The worst part was my job - a primary school teacher. I couldn’t just leave my class to dash to the loo, so had to make sure all members of staff knew about my IBS and understood that I might need to pin my classroom door open and ask the teacher next door to supervise at no notice. Oddly, not a single child I taught ever questioned these occurrences!

I’ve also heard that codeine is great for slowing down the bowels. One of my sisters gets prescribed medication to regulate her IBS, but it’s much worse than mine ever was (her year out travelling was a challenge by all accounts!)

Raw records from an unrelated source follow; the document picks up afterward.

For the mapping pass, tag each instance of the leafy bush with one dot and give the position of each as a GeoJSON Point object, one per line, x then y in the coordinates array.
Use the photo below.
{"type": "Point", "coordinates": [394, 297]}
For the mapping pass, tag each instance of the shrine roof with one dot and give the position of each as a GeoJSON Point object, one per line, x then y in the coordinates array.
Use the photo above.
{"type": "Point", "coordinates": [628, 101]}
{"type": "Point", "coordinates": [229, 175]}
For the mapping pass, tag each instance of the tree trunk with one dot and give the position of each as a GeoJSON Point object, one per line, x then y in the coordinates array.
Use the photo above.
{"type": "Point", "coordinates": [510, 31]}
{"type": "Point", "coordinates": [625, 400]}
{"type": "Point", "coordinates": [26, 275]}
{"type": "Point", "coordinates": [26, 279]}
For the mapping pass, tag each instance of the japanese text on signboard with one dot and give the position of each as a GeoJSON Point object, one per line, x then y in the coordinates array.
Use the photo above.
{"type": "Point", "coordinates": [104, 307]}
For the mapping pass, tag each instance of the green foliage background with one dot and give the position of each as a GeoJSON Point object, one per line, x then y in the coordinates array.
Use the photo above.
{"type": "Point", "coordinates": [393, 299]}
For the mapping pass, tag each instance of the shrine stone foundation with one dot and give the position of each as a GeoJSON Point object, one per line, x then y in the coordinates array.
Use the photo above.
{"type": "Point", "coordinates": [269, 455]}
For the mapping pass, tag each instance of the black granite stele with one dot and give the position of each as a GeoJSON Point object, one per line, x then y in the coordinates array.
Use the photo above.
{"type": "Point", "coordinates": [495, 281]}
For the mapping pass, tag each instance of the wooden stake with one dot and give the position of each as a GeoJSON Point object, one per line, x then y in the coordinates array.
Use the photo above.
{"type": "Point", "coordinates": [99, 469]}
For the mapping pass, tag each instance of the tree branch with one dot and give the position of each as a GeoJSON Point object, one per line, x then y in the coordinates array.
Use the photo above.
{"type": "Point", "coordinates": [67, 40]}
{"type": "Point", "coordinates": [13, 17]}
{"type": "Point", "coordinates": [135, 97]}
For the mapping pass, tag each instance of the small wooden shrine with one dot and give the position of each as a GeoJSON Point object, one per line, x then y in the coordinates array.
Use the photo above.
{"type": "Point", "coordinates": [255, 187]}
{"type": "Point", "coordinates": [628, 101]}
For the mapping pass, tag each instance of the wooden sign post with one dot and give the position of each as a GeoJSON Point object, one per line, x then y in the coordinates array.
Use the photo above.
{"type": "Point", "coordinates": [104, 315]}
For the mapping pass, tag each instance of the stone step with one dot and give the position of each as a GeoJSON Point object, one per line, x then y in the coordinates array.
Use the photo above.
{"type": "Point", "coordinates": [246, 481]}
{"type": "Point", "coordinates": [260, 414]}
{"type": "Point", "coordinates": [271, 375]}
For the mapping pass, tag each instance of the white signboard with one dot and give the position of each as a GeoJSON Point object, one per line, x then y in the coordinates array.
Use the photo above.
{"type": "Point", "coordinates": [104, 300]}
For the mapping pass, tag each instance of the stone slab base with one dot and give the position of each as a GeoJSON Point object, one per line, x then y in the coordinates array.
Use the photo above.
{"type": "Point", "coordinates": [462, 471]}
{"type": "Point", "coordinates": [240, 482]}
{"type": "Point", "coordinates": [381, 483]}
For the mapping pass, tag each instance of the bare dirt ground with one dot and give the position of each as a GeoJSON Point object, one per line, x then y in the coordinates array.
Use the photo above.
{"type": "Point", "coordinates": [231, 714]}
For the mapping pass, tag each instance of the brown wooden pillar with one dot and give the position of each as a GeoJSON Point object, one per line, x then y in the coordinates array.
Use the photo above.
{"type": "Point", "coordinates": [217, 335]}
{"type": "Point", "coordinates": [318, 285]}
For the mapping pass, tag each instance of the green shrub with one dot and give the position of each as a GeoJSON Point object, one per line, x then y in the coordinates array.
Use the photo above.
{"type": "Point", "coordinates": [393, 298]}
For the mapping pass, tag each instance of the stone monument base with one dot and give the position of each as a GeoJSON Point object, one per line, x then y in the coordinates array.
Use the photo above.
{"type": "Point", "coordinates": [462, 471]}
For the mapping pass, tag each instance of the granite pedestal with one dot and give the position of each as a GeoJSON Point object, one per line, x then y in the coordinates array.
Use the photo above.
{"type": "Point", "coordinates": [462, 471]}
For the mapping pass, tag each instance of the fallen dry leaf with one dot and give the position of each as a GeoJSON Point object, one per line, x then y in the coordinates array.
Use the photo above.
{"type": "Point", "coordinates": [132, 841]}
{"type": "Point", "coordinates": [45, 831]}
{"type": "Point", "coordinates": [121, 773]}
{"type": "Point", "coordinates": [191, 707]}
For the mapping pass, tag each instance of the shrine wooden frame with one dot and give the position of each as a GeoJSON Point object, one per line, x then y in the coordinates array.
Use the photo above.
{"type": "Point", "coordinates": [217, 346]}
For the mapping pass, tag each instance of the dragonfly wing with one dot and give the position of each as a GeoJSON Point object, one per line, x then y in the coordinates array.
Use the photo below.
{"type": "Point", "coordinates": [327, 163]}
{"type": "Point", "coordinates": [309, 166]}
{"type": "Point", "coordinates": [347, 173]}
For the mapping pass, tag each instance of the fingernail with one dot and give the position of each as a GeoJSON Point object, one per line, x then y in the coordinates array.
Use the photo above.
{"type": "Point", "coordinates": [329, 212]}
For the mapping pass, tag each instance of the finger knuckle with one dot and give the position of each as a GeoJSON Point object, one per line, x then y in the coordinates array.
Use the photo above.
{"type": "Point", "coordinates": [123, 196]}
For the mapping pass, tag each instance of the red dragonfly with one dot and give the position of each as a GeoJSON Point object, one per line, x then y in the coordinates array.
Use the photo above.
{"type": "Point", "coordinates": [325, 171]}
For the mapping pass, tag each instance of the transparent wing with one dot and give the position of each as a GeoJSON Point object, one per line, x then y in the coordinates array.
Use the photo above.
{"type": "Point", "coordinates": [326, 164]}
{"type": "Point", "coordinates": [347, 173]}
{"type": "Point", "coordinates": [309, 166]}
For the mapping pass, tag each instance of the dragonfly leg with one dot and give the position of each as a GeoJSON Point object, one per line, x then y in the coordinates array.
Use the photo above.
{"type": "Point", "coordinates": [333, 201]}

I was diagnosed with IBS when I was about 13 and suffered mainly with severe bloating until about 2 years ago. I was diagnosed with hypothyroidism and started to take thyroxine, since then my 'ibs' isn't really a thing anymore 😊

I don't have IBS but I have problems with my digestive system that were diagnosed just before lockdown and coming "out" of lockdown has been nightmarish. The anxiety of not being near a loo is dreadful. Sympathies to all XX

I suffer with IBS and I'm never without loperamide. A pack a day sometimes. If I didn't, I'd probably struggle to function with life tbh! Anxiety about it definitely makes it worse.

I had it very badly (loperamide, carrying a RADAR key, the works) and managed to clear it up by cutting out certain foods, taking a special antibiotic to resolve SIBO, and then taking a specific probiotic religiously every day since. It's changed my life.